Boys were less likely to stop their first ATD earlier compared with girls (HRadj 0.91, 95% CI 0.87 to 0.96). Also, older subjects were likely to stop treatment earlier (p < 0.001, see table 2).

Table 2

 Hazard ratios from Cox regression analysis— tricyclic antidepressants (TCAs); selective serotonin reuptake inhibitors (SSRIs)


To our knowledge, this is the first large paediatric cohort study to compare TCA, fluoxetine, and non-fluoxetine SSRI use in the UK. There are four key findings.

Firstly, 42% of subjects were prescribed just one ATD prescription. This shows that ATDs may not have been useful in the majority of subjects as there was a large proportion of dropouts.

Secondly, as reported earlier,21 SSRIs have become more popular in this population in the past decade. This may be because SSRIs have been generally accepted for many years in the treatment of adult depressive disorders, and the safety and effectiveness of TCAs in the paediatric setting have become more of a concern.2,22 TCA use may also have declined following reports that TCAs have a high relapse rate and are not favoured over desmopressin.23

Thirdly, TCAs were still prescribed in adolescent depression (1267 subjects were first prescribed a TCA between 1996 and 2001), where there is evidence that they are suboptimal in this age group.2

Finally, subjects withdrew from their first ATD treatment earlier if given TCAs compared with subjects prescribed SSRIs. We were unable to investigate the reasons for discontinuation, which may have been non-adherence or adverse effects.24

The database does not record information concerning diagnosis, treatment compliance, or dispensing of prescriptions, which is a limitation of many automated databases.

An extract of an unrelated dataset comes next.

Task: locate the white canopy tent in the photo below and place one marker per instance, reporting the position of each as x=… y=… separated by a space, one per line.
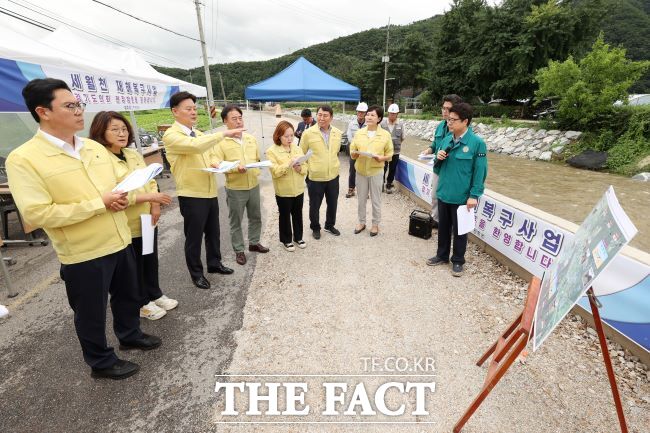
x=103 y=75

Nonetheless, our study findings are in line with an ATD utilisation study conducted in the Netherlands. They also found an increased prevalence of ATD use, and the change in ATD prevalence from 1995 to 1999 (3.8 per 1000 to 4.4 per 1000) was similar to ours (4.8 per 1000 to 6.0 per 1000) in the same years.16 It is difficult to compare these results with the data from the study by Zito et al, which investigated prescribing between 1988 and 1994, during which SSRIs were not or only recently made available. They reported 2.9 to 4.6-fold increases in ATD prevalence for two Medicaid populations and a health maintenance organisation from the United States. ATD prevalence in 1988 and 1994 was 3.53–6.66 per 1000 and 12.85–19.10 per 1000 respectively.17


ATDs are used increasingly in children and adolescents, with SSRIs gaining popularity compared with TCAs. TCAs are still used in this population despite their lack of efficacy for the treatment of prepubertal depression and their moderate effect in adolescents. However, more than half of depressed subjects discontinue ATD treatment within two months, with TCA users being more likely to stop treatment than SSRI users.


We would like to thank the general practitioners who contributed data to the GPRD.



  • Funding: ICKW’s post is funded by the Department of Health Public Health Career Scientist Award to investigate safety of psychotropic medications in children. The views expressed are those of the authors and are not of the Department of Health.

  • Competing interests: ICKW and CdV have received research and educational grants from different pharmaceutical companies including GSK, Eli Lilly, and Pfizer (manufacturers of different SSRIS) but none was related to antidepressants or this study. MLM has no competing interests.

  • Ethics approval: Approval for the study was granted by the GPRD’s Scientific and Ethical Advisory Group.